Teen cult favourites, such as Never Been Kissed, Cruel Intentions, Varsity Blues and American Pie, were among the choices, according to an extensive list Sargent provided to Global News.
“Like influenza, images in Hollywood movies begin in one region of the world then spread globally, where they may affect drinking behaviours of adolescents everywhere they are distributed,” Sargent wrote in his study published in the British Medical Journal.
The link between Hollywood movies’ use of alcohol and teen drinking habits
The number of seconds of on-screen alcohol use was measured using trained coders and results showed that youth were watching an estimated 4.5 hours of on screen alcohol use while many had seen more than eight hours.
Sargent’s findings revealed that over two years, the number of teens who started drinking alcohol more than doubled from 11 per cent to 25 per cent while the proportion who began binge drinking – or consuming five or more drinks in a row – tripled to 13 per cent from four per cent.
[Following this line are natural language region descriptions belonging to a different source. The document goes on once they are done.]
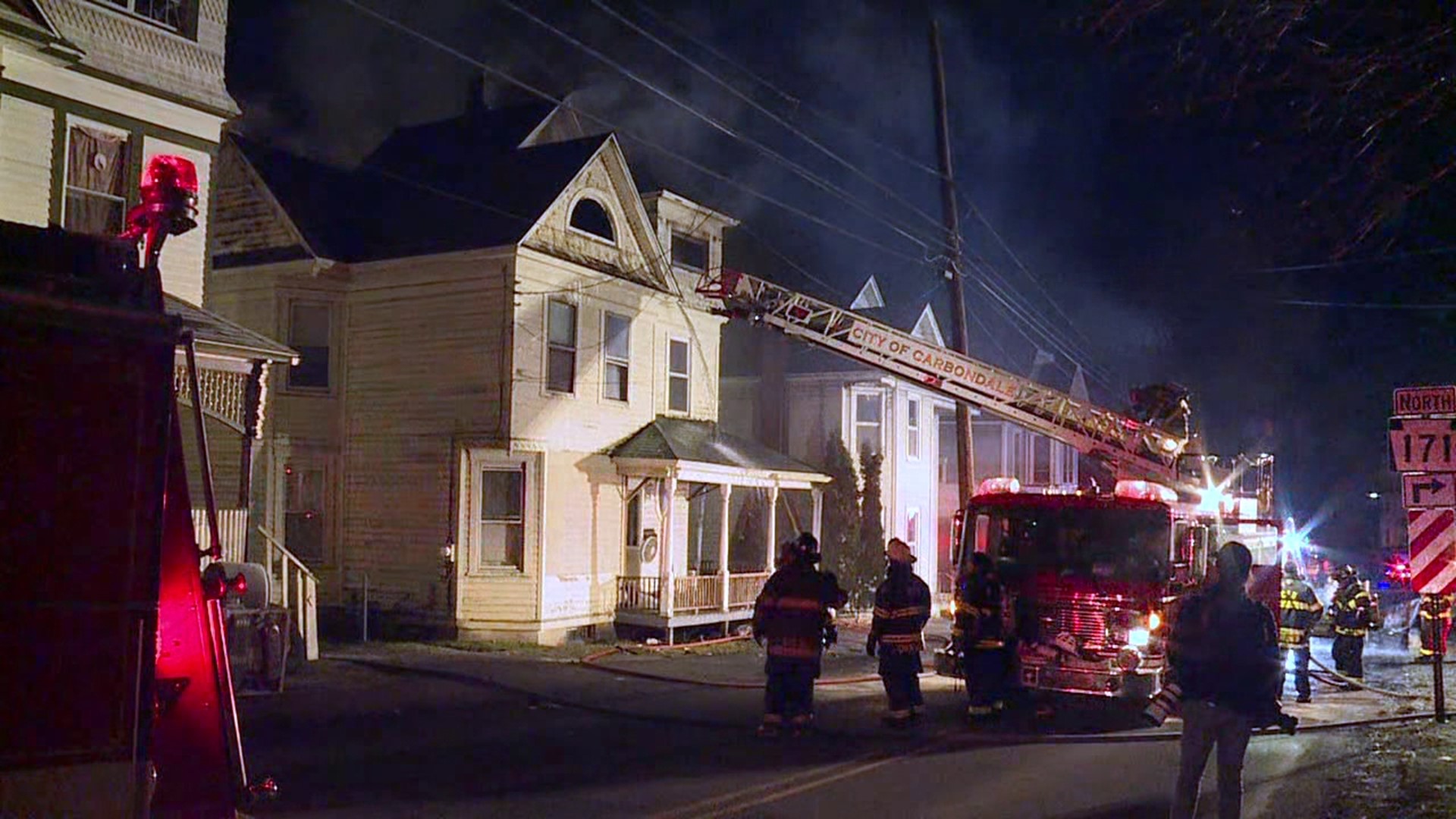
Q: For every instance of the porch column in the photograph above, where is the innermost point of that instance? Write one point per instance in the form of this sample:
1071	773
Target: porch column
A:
774	525
819	513
669	550
723	542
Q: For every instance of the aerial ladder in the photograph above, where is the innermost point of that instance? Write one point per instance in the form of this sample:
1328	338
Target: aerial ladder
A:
1131	447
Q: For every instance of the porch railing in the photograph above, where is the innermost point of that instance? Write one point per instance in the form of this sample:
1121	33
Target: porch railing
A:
693	594
639	594
698	594
232	525
297	591
743	589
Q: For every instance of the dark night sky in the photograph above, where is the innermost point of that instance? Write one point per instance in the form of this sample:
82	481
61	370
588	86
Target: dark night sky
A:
1150	232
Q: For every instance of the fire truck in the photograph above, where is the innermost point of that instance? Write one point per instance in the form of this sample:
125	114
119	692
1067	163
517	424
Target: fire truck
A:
1091	576
118	697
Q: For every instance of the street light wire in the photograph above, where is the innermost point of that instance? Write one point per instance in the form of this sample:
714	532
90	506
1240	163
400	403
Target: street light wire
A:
755	104
632	136
718	124
794	101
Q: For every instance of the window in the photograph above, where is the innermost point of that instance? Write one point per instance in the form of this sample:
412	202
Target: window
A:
868	413
98	168
679	375
561	346
635	519
617	347
500	539
309	334
171	14
691	254
913	428
305	512
590	218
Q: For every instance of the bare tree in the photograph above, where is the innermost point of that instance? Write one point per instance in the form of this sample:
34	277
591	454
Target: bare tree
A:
1356	101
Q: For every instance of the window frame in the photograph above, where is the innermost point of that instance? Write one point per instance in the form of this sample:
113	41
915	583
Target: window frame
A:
913	442
609	360
612	222
688	238
191	12
549	346
686	375
289	387
855	394
131	175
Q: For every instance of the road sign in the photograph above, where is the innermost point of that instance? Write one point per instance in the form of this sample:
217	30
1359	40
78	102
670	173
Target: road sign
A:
1423	445
1426	490
1433	550
1424	400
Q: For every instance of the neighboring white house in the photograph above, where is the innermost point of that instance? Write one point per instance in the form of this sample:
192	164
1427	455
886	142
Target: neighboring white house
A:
504	419
824	395
89	93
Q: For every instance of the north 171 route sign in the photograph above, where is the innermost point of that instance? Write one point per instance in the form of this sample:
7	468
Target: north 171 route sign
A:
1423	445
1424	491
1433	550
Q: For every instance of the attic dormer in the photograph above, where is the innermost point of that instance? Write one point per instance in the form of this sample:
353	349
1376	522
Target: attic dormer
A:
692	235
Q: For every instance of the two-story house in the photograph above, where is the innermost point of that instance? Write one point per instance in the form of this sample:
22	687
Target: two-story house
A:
804	398
504	419
89	93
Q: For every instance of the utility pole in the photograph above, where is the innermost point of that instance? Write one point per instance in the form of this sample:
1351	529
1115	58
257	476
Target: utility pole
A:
965	471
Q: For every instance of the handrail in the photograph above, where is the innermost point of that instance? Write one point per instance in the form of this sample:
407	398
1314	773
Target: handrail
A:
308	583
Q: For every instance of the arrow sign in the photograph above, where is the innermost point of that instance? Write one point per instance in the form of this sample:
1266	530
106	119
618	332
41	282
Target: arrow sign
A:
1429	490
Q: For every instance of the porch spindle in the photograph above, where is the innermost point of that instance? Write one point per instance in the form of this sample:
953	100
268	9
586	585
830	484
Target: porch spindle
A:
726	490
774	525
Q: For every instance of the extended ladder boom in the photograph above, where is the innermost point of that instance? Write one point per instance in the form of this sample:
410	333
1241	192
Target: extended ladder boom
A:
1130	447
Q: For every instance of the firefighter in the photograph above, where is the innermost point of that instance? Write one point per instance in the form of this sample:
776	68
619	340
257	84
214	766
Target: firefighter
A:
979	626
1225	654
1436	624
902	610
789	618
1353	611
1298	611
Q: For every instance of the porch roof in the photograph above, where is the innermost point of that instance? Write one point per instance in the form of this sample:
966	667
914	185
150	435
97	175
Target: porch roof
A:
718	457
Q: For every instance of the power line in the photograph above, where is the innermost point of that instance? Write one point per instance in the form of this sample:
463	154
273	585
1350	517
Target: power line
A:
632	136
1366	260
718	124
794	101
766	112
1365	305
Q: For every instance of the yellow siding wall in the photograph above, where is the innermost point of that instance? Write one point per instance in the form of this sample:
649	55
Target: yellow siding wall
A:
185	256
25	161
424	369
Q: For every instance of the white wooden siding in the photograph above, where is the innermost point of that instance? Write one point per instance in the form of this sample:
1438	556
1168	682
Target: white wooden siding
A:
27	131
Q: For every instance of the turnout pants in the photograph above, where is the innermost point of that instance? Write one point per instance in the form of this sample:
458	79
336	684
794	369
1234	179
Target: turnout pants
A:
1301	654
1348	653
1207	726
900	672
986	676
789	691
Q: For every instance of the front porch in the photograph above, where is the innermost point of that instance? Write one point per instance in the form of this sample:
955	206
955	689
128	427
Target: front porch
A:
705	513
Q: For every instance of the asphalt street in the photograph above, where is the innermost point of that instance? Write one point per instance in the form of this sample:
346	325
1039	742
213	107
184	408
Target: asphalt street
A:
431	733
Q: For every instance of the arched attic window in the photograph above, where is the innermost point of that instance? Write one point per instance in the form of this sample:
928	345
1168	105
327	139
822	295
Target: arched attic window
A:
590	216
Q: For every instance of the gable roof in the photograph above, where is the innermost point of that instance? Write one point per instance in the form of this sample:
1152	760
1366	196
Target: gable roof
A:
704	442
398	205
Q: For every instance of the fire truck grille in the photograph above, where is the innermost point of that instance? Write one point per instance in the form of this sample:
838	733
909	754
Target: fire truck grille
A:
1082	617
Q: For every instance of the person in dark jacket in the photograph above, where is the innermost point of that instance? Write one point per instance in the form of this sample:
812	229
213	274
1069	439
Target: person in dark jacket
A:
902	610
979	629
789	617
1354	613
1225	656
1298	611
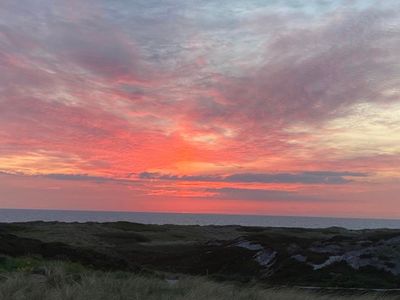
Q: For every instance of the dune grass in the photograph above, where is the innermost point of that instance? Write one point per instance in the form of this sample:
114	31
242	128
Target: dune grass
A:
31	279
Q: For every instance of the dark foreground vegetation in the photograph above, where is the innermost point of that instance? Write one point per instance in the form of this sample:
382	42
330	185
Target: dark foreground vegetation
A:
195	262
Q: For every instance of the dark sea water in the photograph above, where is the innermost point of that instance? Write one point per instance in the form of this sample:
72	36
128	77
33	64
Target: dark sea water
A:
23	215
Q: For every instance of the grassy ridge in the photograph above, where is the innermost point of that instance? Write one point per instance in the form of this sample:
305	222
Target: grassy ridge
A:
33	279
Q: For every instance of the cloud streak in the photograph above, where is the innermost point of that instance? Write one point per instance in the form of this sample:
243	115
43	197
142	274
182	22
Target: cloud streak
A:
315	177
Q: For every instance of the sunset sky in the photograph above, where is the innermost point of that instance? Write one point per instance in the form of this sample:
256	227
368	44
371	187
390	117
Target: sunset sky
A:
204	106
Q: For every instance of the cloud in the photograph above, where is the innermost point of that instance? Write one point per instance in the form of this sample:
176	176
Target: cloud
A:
259	194
314	177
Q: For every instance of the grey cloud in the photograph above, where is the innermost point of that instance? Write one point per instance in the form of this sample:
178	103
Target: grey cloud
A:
314	177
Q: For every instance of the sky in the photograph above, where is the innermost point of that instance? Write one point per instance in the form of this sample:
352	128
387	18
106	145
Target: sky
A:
203	106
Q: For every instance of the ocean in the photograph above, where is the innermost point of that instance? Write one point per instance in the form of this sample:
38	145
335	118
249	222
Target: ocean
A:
24	215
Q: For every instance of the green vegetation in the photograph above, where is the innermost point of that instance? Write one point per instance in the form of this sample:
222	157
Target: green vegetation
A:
34	279
271	257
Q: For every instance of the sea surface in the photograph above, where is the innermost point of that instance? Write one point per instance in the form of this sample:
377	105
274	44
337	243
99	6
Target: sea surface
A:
24	215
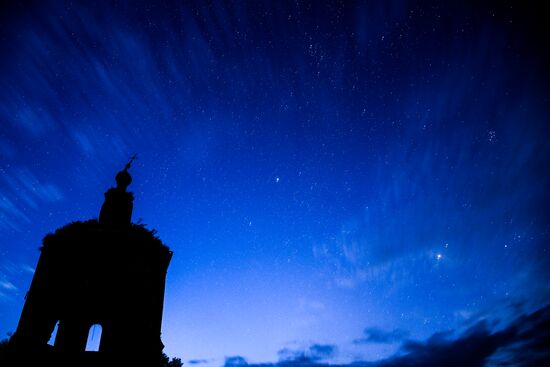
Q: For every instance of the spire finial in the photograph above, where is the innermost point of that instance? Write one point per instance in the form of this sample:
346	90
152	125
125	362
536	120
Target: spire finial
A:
123	178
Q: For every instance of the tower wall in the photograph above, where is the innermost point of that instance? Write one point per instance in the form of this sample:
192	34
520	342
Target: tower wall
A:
90	274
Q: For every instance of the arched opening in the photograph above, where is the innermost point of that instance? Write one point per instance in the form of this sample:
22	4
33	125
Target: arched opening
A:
94	337
53	335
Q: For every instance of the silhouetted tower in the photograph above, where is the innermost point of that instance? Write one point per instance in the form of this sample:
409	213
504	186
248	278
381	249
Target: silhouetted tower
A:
109	272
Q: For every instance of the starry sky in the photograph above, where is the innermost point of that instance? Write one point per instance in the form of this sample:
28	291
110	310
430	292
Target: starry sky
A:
340	182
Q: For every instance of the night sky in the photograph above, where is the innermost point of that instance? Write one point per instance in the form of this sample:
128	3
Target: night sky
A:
340	182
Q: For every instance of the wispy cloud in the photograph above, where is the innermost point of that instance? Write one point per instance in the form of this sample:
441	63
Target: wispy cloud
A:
376	335
21	190
520	343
Some worrying findings from Sargent’s study also showed:
– Watching celebrities drink alcohol in movies accounted for 28 per cent of the proportion of teens who started drinking between surveys and 20 per cent of those who moved on to binge drinking
– Teens who watched most movies featuring alcohol were 63 per cent likelier to progress into binge drinking
– The link was seen not just with characters drinking but with alcohol product placement
– Having friends who drank was the first influence factor while movies was the third-highest risk
– Parents who drink, having money to buy alcohol and access to drinks at home weren’t ranked as high as the other risk factors
A Canadian perspective
Youth may be drinking and acting out because they don’t clearly see the repercussions of too consuming much alcohol in movies, says Dr. Oren Amitay, a Toronto-based clinical psychologist and Ryerson University lecturer who also conducts parenting assessments.
“Look at the kids portrayed today in movies, whatever they want they get. There are sometimes repercussions, but you see a lot of people doing the same thing and only a couple of people see the repercussions. That isn’t much of a deterrent,” he told Global News.
He said teens also have trouble separating reality from what they see on television, in movies and on the Internet.
“(Movies are) real life to them. They think it’s art imitating life and they think the movies are just a reflection of the real world where everyone’s doing it. Same with violence and everything else, it becomes just a norm,” he said.
The study’s cohort was also at an age where they’re “programmed” to rebel and to look for their identity in ways that may not be acceptable to their parents, Dr. Amitay noted.
The study also suggested that alcohol in movies is presented in “positive situations.”
Advice to parents
While Sargent’s report recommends that Hollywood adopt some restrictions for alcohol product placement in movies, Dr. Amitay says that parents should have an “open, honest” talk with their kids.
“Don’t tell them drugs are bad, don’t do them or you’ll die because that’s not going to cut it. And don’t tell them you used to do this or that at their age, because that rarely ever works,” he said.
“It’s having open dialogue, knowing the kinds of movies kids are seeing and asking their thoughts about it. Ask if certain issues are discussed at school, and start off slowly to find out where they’re at,” he said.
Another important aspect is to teach kids about “media savvy” before the age of 10 so they can watch television shows and movies with an understanding that what they see on the screen isn’t reality.
“The tone is interest and concern, not punitive,” he said, noting that if kids fear telling their parents that something has gone wrong, they’re more likely to hide the situation.
Sargent’s study noted that smoking in movies has decreased since film regulations banned product placement of cigarettes. These restrictions don’t apply to the alcohol industry, however.